Landmine Single-Leg Romanian Deadlift
Now you’ve worked on the quad leg drive, it’s time to strengthen glute and hamstring imbalances with the single-leg deadlift. The problem with many single-leg deadlift variations is it’s a balance challenge, which can limit the load you can use. Enter the landmine single-leg deadlift, with its long lever and fixed bar path, which takes the balance challenge out of it and
allows you to lift heavier. The bonus with this variation is gripping the barbell sleeve works on grip strength, and the heavier load and fixed bar path better recruit the hamstring muscles.
How to do it:
- Stand perpendicular to a loaded landmine barbell with both feet underneath the sleeve.
- Hinge to bend forward until you can grab the sleeve of a barbell with the hand closest to the attachment and stand up.
- Lift the foot on the same side as the hand off the floor.
- Maintaining a slight bend in your working knee, hinge until your torso is parallel to the ground.
- Drive your foot through the floor to stand up, reset, and repeat for reps.
Sets & reps: As mentioned, this variation can be loaded, so don’t be afraid to go heavy.
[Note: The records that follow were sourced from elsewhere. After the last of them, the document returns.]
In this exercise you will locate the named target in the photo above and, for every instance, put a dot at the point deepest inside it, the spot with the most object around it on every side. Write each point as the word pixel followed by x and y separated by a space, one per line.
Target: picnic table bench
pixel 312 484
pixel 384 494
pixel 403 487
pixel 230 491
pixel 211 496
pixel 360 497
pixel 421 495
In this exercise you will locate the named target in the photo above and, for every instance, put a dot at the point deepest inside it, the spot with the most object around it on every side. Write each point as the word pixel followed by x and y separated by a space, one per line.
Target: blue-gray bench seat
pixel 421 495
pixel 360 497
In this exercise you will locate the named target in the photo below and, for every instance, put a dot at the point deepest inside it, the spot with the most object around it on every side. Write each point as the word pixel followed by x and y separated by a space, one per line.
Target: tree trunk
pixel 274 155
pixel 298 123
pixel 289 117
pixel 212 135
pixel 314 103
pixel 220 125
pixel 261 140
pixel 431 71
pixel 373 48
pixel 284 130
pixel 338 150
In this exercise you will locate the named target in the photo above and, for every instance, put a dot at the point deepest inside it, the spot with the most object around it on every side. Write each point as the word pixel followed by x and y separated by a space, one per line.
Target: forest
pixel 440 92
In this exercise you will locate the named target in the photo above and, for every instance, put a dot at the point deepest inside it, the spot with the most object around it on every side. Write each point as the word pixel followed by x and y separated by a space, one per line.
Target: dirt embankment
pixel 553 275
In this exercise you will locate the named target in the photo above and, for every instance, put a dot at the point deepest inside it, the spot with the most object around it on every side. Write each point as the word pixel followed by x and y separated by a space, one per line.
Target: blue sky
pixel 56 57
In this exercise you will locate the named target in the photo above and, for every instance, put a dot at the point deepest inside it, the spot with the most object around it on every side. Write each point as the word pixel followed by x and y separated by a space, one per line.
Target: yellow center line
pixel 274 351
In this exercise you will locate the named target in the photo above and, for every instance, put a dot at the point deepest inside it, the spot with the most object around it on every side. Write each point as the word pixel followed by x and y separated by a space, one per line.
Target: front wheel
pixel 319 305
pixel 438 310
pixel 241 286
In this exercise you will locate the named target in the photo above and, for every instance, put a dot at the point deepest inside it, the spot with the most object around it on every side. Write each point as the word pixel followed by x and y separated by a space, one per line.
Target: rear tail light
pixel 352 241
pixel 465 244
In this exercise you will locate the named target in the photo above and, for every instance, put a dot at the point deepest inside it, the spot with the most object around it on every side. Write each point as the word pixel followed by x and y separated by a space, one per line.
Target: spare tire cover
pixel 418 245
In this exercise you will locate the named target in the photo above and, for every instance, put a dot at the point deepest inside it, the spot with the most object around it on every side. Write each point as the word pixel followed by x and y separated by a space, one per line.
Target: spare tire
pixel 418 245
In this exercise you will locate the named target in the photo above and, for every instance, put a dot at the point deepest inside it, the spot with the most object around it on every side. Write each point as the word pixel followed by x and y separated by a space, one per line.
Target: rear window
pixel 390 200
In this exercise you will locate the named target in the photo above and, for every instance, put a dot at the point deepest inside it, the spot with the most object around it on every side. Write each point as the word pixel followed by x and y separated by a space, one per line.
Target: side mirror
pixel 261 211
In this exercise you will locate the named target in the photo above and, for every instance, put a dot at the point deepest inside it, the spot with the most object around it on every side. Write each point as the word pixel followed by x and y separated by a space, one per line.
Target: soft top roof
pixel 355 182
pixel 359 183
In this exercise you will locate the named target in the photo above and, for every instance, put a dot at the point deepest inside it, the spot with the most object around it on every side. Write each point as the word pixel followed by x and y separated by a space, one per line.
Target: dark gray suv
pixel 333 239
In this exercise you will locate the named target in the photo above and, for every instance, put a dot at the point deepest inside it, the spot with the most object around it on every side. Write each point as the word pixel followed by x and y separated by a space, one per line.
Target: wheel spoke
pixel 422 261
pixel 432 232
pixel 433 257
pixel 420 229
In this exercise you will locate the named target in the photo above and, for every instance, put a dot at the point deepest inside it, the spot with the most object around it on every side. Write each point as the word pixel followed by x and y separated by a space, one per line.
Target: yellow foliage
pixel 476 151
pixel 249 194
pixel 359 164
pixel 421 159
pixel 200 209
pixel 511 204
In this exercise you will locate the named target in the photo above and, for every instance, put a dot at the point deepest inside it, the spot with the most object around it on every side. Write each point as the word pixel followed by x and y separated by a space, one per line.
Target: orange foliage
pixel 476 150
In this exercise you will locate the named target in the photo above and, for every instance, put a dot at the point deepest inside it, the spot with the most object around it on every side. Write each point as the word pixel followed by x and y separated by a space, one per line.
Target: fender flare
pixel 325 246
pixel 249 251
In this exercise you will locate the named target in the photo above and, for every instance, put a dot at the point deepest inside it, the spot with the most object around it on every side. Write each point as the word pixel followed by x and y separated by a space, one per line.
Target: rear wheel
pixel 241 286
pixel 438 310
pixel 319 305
As an accessory exercise, three to four sets of six to 12 reps per side works great.
Stability Unilateral Dumbbell Bentover Row
Upper back and grip strength are crucial for deadlifts, meaning single-arm rows are required. Almost any variation could be plugged in here, but IMO, the stability unilateral bent-over row is the total package. With its increased stability and being in the deadlift position, this variation strengthens the lower and upper back and the ability to do more reps with the same weight. And it works on the biceps and grip strength; what more do you want?
How to do it:
- With a dumbbell on the opposite side of the squat rack, perform a hinge and grip the dumbbell with your arm extended.
- Grip the squat rack with the non-working hand.
- Then, with your chest up and shoulders down, row the dumbbell to the outside of your hip.
- Slowly lower to the starting position, reset, and repeat.
Sets & reps: Don’t be afraid to go heavier than a regular bent-over dumbbell row because of the increased stability. As an accessory exercise, three to four sets of 10 to 15 reps per side works well.